# Need to Clamp?



## jimbo425 (Mar 13, 2013)

Building a full 13 foot wall of bookcases for my daughter in LA. I am in northern California. Cabinets on the bottom, shelves on top. I'm going down this weekend to install them. Only thing I need is the "cabinet top". The lower cabinet cases are of 3/4 ply, and plan was to put a single piece of poplar over the top to make a nice smooth solid wood surface with no joints. Gluing it and pinning it down to the tops of the cabinets. Then the shelves simply sit on top fastened to the wall, but not the lower cabinets. (I couldn't think of a way to fasten the upper shelves to the lower cabinets since the uprights all line up.)
Trouble is cabinets are 14.25 deep, and I wanted a nice overhang, so was looking for 15.5 wide board. Saw it a month ago when I was designing the bookcases, but now cannot and no one can order. So it looks like I will have to join two pieces. Probably a 11.5 and a 4, putting the 4 board in the back. Here is my question. I know I should clamp these after I glue them, but wanting to keep them flat, I also want to clamp them down to something as well. This got me thinking. 
Can I forgo the clamps, and simply glue and pin the thinner 4 inch board toward the back of the cabinets, then apply glue and whilst applying pressure against the smaller board, pin the front board to the cabinets as well? This would rely on the pins to hold the boards together while they dry and hold them flat to the top of the cabinet as well. Or should I just invest in a pocket hole setup and screw them together, then glue and pin them down to the cabinets?


----------



## Steve Neul (Sep 2, 2011)

If it were me I would make the top out of plywood and put the seam under a divider so the most of the seam is covered. Using solid wood on a top that long, I would spline the boards and glue and clamp them. Just pinning them down, the joints are likely to come apart. Then if it is put together onsite it's going to be a lot harder to sand.


----------



## jimbo425 (Mar 13, 2013)

So would you use veneer of some sort to cover the edge of the plywood? On solid wood, would biscuits work? Or are pocket screws better? Why do you say sanding would be hard? Once it is on the cabinets it would be like sanding the top of a table, right?


----------



## mics_54 (Oct 28, 2008)

why join the two boards ...they have cabs sitting on them.
fasten em down to the bases and fugetaboutit


----------



## cabinetman (Jul 5, 2007)

If this were my project, I would glue and clamp the boards together. If you have the room to install, screw the verticals of the shelving to the cabinet top from underneath. If the cabinets have cross rails front and back connecting the ends, screw down the top from underneath those rails.

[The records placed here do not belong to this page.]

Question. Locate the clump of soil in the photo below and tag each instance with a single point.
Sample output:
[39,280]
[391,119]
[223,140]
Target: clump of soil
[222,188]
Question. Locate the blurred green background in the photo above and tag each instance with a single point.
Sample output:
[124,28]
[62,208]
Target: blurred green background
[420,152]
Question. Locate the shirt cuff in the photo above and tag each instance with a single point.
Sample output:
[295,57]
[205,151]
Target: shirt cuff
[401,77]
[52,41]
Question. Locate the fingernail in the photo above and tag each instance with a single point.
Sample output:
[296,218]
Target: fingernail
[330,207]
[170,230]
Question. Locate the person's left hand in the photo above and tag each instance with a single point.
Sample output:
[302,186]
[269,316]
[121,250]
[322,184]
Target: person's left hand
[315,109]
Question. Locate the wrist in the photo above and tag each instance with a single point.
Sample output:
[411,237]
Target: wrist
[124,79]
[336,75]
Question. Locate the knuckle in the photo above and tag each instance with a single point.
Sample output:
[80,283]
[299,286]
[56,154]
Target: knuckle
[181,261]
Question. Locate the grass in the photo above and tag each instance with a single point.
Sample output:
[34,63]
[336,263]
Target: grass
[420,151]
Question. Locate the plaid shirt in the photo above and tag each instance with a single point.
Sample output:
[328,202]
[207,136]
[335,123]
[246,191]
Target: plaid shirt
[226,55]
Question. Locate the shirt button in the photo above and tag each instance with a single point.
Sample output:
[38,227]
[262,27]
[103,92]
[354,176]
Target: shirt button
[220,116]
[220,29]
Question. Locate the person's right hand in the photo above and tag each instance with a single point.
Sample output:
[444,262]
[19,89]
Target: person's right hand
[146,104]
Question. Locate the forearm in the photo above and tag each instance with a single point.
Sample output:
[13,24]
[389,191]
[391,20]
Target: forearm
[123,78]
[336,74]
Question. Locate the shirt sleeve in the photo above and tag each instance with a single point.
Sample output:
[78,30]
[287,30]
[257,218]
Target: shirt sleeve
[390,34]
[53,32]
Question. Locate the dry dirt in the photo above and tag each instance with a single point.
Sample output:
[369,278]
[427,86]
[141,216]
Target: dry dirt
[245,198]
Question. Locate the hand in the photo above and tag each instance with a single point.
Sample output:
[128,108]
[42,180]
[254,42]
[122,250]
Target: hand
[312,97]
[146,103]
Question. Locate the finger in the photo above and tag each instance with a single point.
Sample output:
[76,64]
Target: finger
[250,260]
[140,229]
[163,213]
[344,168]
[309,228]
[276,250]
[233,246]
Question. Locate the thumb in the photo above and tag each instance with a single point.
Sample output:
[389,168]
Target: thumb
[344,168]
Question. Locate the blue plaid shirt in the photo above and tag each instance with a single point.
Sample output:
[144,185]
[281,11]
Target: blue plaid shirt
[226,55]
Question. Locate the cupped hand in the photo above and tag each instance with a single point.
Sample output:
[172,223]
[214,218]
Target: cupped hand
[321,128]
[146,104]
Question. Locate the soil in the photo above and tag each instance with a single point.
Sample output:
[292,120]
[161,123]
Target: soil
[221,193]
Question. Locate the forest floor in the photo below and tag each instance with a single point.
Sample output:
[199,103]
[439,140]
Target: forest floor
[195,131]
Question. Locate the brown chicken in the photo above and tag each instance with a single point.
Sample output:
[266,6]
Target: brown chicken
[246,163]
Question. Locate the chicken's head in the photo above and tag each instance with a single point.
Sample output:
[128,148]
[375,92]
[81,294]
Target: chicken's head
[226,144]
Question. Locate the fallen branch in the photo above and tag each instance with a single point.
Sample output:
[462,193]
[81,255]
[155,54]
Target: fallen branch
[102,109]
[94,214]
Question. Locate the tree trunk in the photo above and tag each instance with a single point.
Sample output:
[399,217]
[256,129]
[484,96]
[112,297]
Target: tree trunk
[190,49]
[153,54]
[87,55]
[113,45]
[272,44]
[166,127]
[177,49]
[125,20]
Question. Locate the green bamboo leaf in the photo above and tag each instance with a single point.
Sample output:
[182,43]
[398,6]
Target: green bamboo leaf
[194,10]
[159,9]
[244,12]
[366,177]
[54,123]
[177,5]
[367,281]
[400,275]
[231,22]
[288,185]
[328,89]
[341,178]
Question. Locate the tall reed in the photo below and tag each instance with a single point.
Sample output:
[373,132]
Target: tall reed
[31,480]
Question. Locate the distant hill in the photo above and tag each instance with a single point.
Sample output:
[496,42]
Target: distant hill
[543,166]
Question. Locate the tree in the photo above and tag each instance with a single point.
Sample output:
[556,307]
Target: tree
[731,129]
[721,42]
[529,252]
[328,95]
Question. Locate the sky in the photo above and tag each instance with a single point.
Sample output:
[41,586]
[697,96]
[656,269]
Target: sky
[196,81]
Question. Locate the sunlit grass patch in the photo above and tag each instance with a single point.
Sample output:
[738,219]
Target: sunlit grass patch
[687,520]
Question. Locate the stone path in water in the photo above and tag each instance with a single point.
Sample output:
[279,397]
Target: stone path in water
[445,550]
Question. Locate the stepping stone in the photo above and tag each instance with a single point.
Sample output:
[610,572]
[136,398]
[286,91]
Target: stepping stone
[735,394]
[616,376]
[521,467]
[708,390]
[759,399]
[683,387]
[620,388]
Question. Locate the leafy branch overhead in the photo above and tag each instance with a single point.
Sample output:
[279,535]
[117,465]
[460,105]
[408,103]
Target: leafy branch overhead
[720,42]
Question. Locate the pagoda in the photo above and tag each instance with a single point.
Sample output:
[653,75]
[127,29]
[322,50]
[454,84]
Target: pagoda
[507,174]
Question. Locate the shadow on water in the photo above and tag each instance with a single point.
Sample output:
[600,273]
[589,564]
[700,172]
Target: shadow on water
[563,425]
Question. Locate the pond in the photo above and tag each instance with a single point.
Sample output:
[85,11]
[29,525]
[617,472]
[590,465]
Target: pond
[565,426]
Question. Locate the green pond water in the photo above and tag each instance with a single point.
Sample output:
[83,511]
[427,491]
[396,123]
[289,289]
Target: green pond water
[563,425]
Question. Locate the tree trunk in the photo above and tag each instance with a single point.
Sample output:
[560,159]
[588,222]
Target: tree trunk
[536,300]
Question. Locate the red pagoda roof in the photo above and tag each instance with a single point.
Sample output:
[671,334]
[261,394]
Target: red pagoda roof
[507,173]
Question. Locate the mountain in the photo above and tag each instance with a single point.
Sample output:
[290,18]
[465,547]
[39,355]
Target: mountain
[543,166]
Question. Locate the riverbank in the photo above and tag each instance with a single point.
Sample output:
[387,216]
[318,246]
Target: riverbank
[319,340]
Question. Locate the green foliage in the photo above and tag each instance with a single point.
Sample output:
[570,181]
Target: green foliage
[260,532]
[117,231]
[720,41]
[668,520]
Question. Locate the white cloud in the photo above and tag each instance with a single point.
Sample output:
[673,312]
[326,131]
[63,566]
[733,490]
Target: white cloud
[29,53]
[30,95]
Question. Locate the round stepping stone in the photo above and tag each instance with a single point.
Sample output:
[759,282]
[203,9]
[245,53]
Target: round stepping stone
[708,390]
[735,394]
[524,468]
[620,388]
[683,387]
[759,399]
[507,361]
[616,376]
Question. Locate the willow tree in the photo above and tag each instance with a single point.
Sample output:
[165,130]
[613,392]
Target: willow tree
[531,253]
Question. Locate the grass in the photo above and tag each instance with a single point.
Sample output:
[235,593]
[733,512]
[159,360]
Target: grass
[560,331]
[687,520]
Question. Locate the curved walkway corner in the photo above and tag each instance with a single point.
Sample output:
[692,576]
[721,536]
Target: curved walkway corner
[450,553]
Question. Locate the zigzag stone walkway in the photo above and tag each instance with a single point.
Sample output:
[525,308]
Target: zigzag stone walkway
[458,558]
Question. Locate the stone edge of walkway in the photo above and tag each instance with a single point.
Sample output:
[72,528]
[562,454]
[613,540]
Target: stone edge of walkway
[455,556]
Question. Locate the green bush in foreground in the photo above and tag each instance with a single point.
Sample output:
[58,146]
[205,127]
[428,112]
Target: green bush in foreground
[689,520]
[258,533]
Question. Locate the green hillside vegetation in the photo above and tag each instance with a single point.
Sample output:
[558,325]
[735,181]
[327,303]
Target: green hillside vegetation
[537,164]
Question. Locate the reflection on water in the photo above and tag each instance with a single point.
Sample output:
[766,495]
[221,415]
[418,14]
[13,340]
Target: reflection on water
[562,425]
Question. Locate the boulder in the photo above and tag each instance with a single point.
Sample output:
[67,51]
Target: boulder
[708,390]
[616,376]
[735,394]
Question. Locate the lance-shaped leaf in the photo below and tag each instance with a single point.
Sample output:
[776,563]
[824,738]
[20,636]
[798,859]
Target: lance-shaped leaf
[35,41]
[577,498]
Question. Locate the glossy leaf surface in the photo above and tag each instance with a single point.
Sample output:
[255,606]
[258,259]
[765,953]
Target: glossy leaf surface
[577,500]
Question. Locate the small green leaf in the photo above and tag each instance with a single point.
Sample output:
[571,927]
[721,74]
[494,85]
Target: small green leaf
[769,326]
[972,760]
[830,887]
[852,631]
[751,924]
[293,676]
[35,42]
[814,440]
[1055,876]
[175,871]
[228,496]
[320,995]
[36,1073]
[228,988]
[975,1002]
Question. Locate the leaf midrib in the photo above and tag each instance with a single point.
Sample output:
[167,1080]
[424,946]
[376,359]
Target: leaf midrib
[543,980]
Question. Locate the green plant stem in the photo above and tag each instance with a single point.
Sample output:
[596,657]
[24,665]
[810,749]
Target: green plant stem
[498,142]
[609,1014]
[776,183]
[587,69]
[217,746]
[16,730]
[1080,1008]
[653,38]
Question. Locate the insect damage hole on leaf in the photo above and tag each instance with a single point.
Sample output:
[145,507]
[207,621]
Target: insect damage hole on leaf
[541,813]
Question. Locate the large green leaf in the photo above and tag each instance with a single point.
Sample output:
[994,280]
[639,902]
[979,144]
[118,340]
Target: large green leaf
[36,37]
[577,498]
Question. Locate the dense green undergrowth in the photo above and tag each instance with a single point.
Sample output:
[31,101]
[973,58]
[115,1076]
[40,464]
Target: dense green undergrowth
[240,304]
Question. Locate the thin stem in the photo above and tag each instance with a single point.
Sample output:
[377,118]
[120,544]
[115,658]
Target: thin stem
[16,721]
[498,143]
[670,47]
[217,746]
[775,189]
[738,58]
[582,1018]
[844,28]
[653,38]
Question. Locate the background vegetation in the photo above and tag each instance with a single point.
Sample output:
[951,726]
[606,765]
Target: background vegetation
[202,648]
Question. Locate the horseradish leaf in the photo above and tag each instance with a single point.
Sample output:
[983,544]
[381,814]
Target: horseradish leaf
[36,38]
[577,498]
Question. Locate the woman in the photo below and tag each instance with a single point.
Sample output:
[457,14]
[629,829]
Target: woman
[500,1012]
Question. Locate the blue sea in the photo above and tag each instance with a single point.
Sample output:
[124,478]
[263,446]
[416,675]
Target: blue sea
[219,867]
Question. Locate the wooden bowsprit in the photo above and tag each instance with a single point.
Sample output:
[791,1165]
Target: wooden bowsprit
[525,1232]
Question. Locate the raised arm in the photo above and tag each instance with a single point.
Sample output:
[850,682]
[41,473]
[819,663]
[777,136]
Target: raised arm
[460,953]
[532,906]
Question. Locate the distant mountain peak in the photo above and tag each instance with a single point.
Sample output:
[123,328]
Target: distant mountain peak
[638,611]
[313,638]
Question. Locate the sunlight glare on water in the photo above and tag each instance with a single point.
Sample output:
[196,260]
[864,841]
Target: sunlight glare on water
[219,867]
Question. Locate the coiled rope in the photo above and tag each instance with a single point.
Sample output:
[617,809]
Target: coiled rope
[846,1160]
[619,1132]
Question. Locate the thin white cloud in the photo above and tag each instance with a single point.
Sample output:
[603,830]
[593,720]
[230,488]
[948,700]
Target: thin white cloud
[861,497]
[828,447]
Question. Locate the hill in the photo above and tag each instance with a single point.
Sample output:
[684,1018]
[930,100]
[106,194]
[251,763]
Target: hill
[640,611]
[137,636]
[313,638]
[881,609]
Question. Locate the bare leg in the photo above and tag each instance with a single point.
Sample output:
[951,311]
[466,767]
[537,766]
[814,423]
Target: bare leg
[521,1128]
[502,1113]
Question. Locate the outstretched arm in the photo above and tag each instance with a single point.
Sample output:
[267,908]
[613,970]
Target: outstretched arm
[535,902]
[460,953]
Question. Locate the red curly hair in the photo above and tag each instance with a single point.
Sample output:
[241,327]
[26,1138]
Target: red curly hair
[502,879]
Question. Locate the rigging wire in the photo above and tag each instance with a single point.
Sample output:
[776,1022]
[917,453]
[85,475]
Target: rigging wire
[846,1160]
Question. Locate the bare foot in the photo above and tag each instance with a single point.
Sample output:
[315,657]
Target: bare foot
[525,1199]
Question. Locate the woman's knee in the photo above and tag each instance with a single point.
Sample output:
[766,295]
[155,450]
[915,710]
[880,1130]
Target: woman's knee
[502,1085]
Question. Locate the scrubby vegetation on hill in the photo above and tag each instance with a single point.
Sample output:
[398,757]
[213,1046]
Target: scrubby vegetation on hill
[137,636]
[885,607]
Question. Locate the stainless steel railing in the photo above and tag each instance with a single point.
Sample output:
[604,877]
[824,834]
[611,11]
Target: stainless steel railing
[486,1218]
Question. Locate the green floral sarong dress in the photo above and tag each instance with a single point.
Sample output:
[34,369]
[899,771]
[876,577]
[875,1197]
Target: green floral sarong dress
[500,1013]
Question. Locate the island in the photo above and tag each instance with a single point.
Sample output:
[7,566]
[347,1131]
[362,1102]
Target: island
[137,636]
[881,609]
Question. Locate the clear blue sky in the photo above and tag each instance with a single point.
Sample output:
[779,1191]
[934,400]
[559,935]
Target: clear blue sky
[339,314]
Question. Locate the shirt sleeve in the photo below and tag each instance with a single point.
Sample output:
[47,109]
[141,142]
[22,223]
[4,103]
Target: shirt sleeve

Or, if you have to install the cabinets and top first, install some dry dowels in the top to line up with the verticals from the shelving (that's if there is enough room above the shelving to lift it slightly).













 







.


----------



## jimbo425 (Mar 13, 2013)

Thanks all. I think I will stick with my original plan of gluing and punning down the back board, and the gluing the front board down and to the back board. Thanks.


----------